Im November 1992 wurde in Berlin der Grundstein für ein Jüdisches Museum gelegt; etwa 120 Millionen Mark hat der Berliner Senat in einen Bau des inzwischen aus der Stadt geflohenen Architekten Daniel Libeskind investiert, der seinerseits schon Gegenstand heftiger Kontroversen war. Besonders Vertretern repräsentativer Staatsträgerei ist der unübersichtliche gezackte Flügel, der wie ein Blitzschlag neben dem barocken Berlin Museum einfährt, ein Dorn im Auge.

Für die Zeit bis zur Eröffnung, mit der im Frühjahr oder Herbst 1997 gerechnet wird, hat ein Zwölfergremium des Senats, dem unter anderem auch Vertreter der Berliner Jüdischen Gemeinde angehören, einen Gründungsdirektor bestellt: Amnon Barzel, geboren 1935 in Tel Aviv, der in Florenz ein Museum für zeitgenössische Kunst geleitet hat, nachdem er jahrelang Kurator für die israelischen Sektionen der Kunstbiennalen von Venedig und São Paolo war.

Mit „Unstimmung“ ist das Verhältnis zwischen dem Berliner Senat und seinem neuen Museumsdirektor sanft umschrieben.
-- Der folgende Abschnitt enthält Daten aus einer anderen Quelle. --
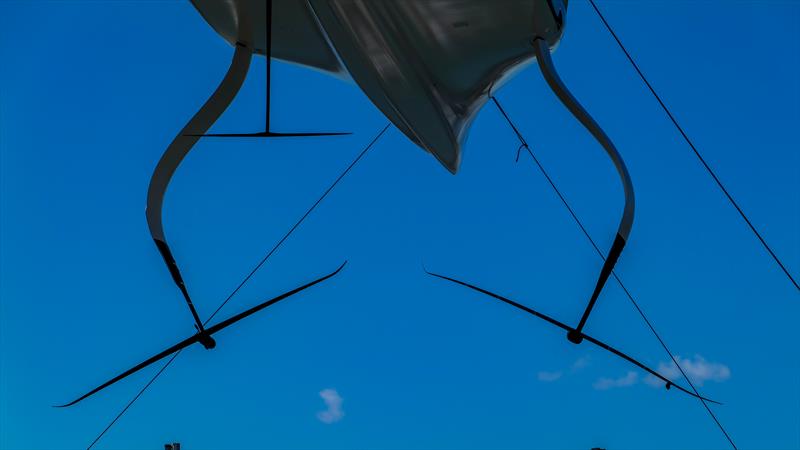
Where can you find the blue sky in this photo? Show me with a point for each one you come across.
(383, 356)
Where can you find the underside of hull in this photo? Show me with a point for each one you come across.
(429, 66)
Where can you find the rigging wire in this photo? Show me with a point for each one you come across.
(247, 278)
(524, 145)
(694, 149)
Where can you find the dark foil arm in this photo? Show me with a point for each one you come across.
(626, 222)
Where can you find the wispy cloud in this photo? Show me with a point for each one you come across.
(580, 363)
(629, 379)
(333, 401)
(698, 369)
(548, 377)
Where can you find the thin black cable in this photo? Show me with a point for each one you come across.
(249, 275)
(694, 149)
(613, 273)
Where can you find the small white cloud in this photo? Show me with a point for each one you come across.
(548, 377)
(333, 401)
(629, 379)
(580, 363)
(698, 369)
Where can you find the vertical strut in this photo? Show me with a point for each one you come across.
(626, 222)
(269, 63)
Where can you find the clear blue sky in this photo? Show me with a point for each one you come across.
(91, 93)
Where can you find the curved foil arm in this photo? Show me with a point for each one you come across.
(668, 383)
(198, 337)
(554, 81)
(179, 148)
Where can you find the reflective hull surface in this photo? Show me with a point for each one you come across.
(429, 66)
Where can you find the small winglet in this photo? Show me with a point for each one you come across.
(669, 383)
(197, 337)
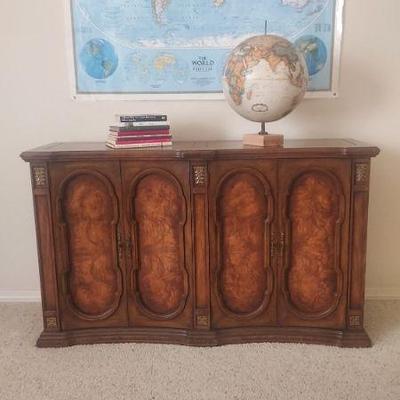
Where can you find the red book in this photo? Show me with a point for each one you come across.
(140, 141)
(151, 138)
(164, 132)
Vergangene Woche fand nun ein Treffen statt, bei dem der Dissens blank zutage trat: Barzels nicht unambitionierte Budgetforderungen wurden schlankerhand abgelehnt.

Dem Senat schwebt etwas vor, was man vielleicht „jüdisches Heimatmuseum“ nennen könnte; in erster Linie ein Erweiterungsbau des Berlin Museums, das hier dann seine Judaika-Sammlung präsentieren könnte, die bislang auf den Martin-Gropius-Bau und eben jenen Barockbau in der Lindenstraße verteilt war oder bislang überhaupt nicht ausgestellt werden konnte. Das Konzept soll integrativ sein, das heißt jüdische Geschichte soll in ihrer Verzahnung mit der deutschen Geschichte gezeigt werden – ein Lieblingsbeispiel des Museumsreferenten ist die Totenmaske, die Arno Breker für seinen Lehrer Max Liebermann anfertigte.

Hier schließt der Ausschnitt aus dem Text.